Training models still require large bursts of compute, while inference tends to keep systems running over longer periods. That helps explain why cloud providers have been investing in raw compute and systems that reduce latency and handle large numbers of requests. It also helps explain the attention to custom silicon, which may improve cost and performance for specific AI tasks and helps reduce the cloud provider’s reliance on a single provider of GPU chips, Nvidia.
Investment and infrastructure
Building AI data centres is a new process, significantly more complex than earlier cloud infra builds. Facilities require more power, advanced cooling, and high-speed links between servers. Access to specialised GPU chips is another issue, and supply remains tight in the industry.

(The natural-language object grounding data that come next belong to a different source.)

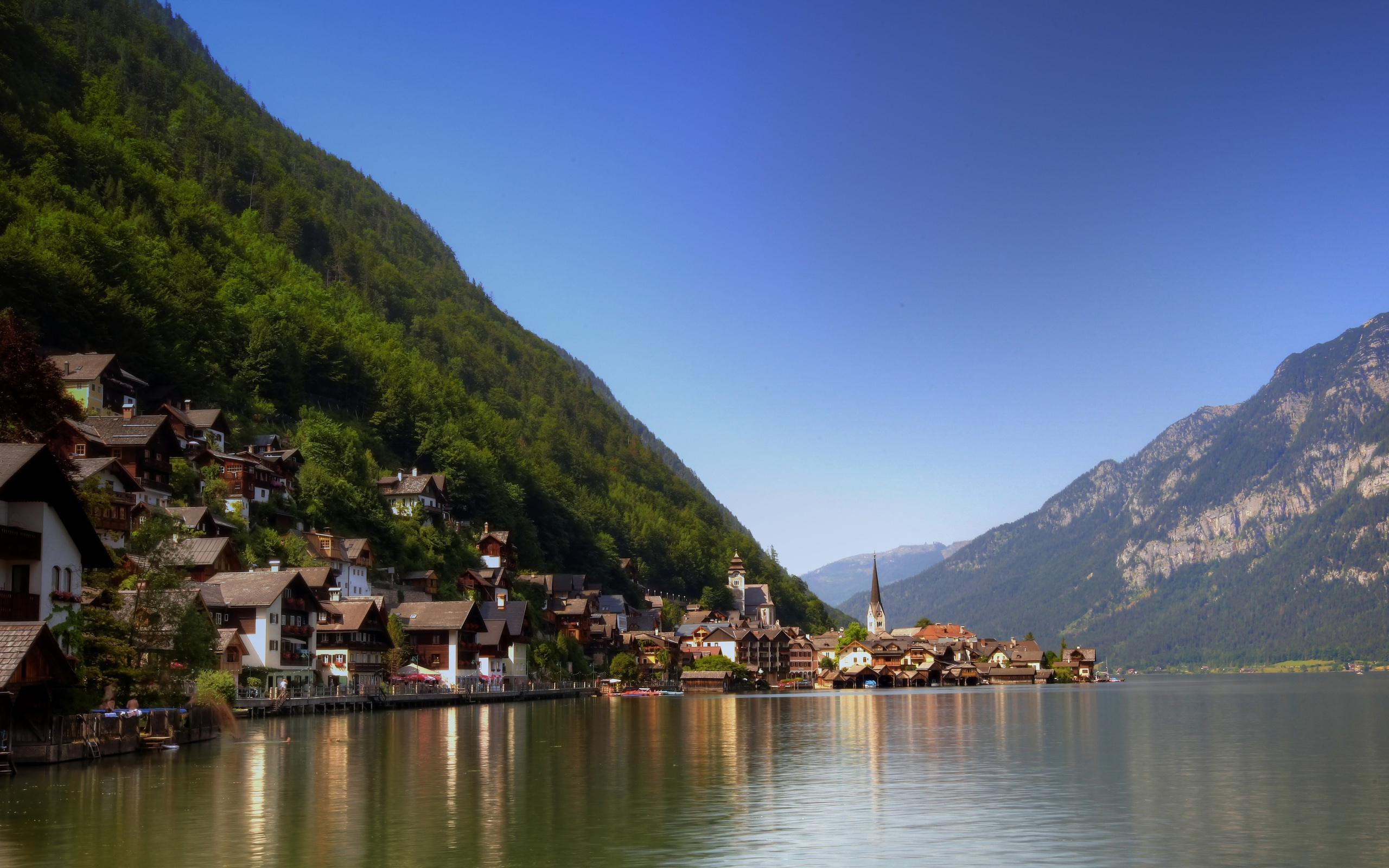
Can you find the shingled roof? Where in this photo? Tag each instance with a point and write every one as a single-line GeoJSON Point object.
{"type": "Point", "coordinates": [30, 473]}
{"type": "Point", "coordinates": [17, 639]}
{"type": "Point", "coordinates": [441, 616]}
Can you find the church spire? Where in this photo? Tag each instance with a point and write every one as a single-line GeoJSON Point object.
{"type": "Point", "coordinates": [877, 618]}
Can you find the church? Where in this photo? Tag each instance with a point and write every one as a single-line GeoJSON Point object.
{"type": "Point", "coordinates": [877, 620]}
{"type": "Point", "coordinates": [755, 602]}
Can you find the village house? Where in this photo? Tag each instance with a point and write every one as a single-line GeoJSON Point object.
{"type": "Point", "coordinates": [98, 382]}
{"type": "Point", "coordinates": [417, 495]}
{"type": "Point", "coordinates": [802, 658]}
{"type": "Point", "coordinates": [498, 551]}
{"type": "Point", "coordinates": [231, 649]}
{"type": "Point", "coordinates": [277, 614]}
{"type": "Point", "coordinates": [203, 521]}
{"type": "Point", "coordinates": [46, 538]}
{"type": "Point", "coordinates": [445, 636]}
{"type": "Point", "coordinates": [353, 642]}
{"type": "Point", "coordinates": [573, 617]}
{"type": "Point", "coordinates": [247, 478]}
{"type": "Point", "coordinates": [114, 521]}
{"type": "Point", "coordinates": [516, 660]}
{"type": "Point", "coordinates": [197, 430]}
{"type": "Point", "coordinates": [202, 557]}
{"type": "Point", "coordinates": [1078, 661]}
{"type": "Point", "coordinates": [145, 446]}
{"type": "Point", "coordinates": [31, 666]}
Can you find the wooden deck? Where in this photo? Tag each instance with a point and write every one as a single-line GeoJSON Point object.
{"type": "Point", "coordinates": [374, 702]}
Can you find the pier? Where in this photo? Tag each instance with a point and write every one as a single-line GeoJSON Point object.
{"type": "Point", "coordinates": [328, 700]}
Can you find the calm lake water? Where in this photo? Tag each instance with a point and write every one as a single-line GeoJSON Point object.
{"type": "Point", "coordinates": [1258, 770]}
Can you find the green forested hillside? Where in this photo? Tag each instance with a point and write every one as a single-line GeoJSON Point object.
{"type": "Point", "coordinates": [1248, 534]}
{"type": "Point", "coordinates": [152, 209]}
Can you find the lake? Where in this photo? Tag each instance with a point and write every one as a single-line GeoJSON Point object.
{"type": "Point", "coordinates": [1253, 770]}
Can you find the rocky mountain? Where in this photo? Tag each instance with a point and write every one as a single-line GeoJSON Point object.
{"type": "Point", "coordinates": [1242, 534]}
{"type": "Point", "coordinates": [849, 577]}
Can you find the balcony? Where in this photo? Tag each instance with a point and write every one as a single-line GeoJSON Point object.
{"type": "Point", "coordinates": [20, 545]}
{"type": "Point", "coordinates": [18, 606]}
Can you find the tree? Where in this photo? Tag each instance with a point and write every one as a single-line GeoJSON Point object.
{"type": "Point", "coordinates": [715, 663]}
{"type": "Point", "coordinates": [855, 633]}
{"type": "Point", "coordinates": [33, 396]}
{"type": "Point", "coordinates": [195, 641]}
{"type": "Point", "coordinates": [400, 652]}
{"type": "Point", "coordinates": [717, 598]}
{"type": "Point", "coordinates": [624, 666]}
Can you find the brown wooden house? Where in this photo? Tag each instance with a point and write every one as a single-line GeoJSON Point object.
{"type": "Point", "coordinates": [353, 642]}
{"type": "Point", "coordinates": [496, 547]}
{"type": "Point", "coordinates": [145, 446]}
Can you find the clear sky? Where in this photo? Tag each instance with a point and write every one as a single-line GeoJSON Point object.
{"type": "Point", "coordinates": [880, 273]}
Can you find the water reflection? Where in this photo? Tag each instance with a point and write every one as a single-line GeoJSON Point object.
{"type": "Point", "coordinates": [1199, 771]}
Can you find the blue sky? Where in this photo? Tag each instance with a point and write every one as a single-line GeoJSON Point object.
{"type": "Point", "coordinates": [880, 273]}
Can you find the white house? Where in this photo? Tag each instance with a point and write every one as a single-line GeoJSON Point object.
{"type": "Point", "coordinates": [46, 539]}
{"type": "Point", "coordinates": [445, 636]}
{"type": "Point", "coordinates": [276, 611]}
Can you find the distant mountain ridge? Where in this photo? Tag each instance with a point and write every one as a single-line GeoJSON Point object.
{"type": "Point", "coordinates": [1244, 534]}
{"type": "Point", "coordinates": [846, 577]}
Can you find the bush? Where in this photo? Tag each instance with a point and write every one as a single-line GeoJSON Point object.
{"type": "Point", "coordinates": [216, 684]}
{"type": "Point", "coordinates": [624, 666]}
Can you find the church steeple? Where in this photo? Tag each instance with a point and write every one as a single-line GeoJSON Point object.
{"type": "Point", "coordinates": [877, 618]}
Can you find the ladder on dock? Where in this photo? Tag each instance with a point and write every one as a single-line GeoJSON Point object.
{"type": "Point", "coordinates": [90, 738]}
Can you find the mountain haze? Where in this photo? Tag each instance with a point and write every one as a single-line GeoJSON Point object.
{"type": "Point", "coordinates": [848, 577]}
{"type": "Point", "coordinates": [1242, 534]}
{"type": "Point", "coordinates": [152, 209]}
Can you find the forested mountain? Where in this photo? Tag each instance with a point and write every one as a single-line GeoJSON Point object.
{"type": "Point", "coordinates": [152, 209]}
{"type": "Point", "coordinates": [1244, 534]}
{"type": "Point", "coordinates": [848, 578]}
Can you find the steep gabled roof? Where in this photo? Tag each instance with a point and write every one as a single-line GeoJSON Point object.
{"type": "Point", "coordinates": [355, 613]}
{"type": "Point", "coordinates": [514, 614]}
{"type": "Point", "coordinates": [254, 588]}
{"type": "Point", "coordinates": [17, 639]}
{"type": "Point", "coordinates": [441, 614]}
{"type": "Point", "coordinates": [30, 473]}
{"type": "Point", "coordinates": [87, 467]}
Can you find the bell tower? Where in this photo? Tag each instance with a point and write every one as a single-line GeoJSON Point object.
{"type": "Point", "coordinates": [877, 621]}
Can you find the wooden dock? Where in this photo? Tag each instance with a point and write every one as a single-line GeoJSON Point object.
{"type": "Point", "coordinates": [400, 699]}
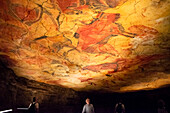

The supply of high-performance chips remains limited and building new data centres takes longer than projects to build traditional infrastructure. Power availability has also become a concern. These issues slow how quickly cloud providers expand capacity for AI if demand rises.
Enterprise cloud strategy changes
Instead of choosing a provider based on cost or location, companies are paying closer attention to compute capacity, and the type of chips on offer. Access to AI infrastructure is a factor in vendor selection.
Cloud providers may prioritise customers who commit to larger, multi-year deals. Such agreements can help providers plan future capacity. Customers may face new issues, therefore, around flexibility and lock-in.
Putting AI systems into full production necessitates stable infrastructure and integration with existing systems, somewhere cloud providers may see sustained growth.
Jassy’s forecast offers a view into how one of the largest providers sees the next decade. It suggests that cloud growth will not come from more companies moving online, but from deeper use of cloud in enterprises. If AI systems become more of a part of everyday operations, they will require more resources than earlier applications.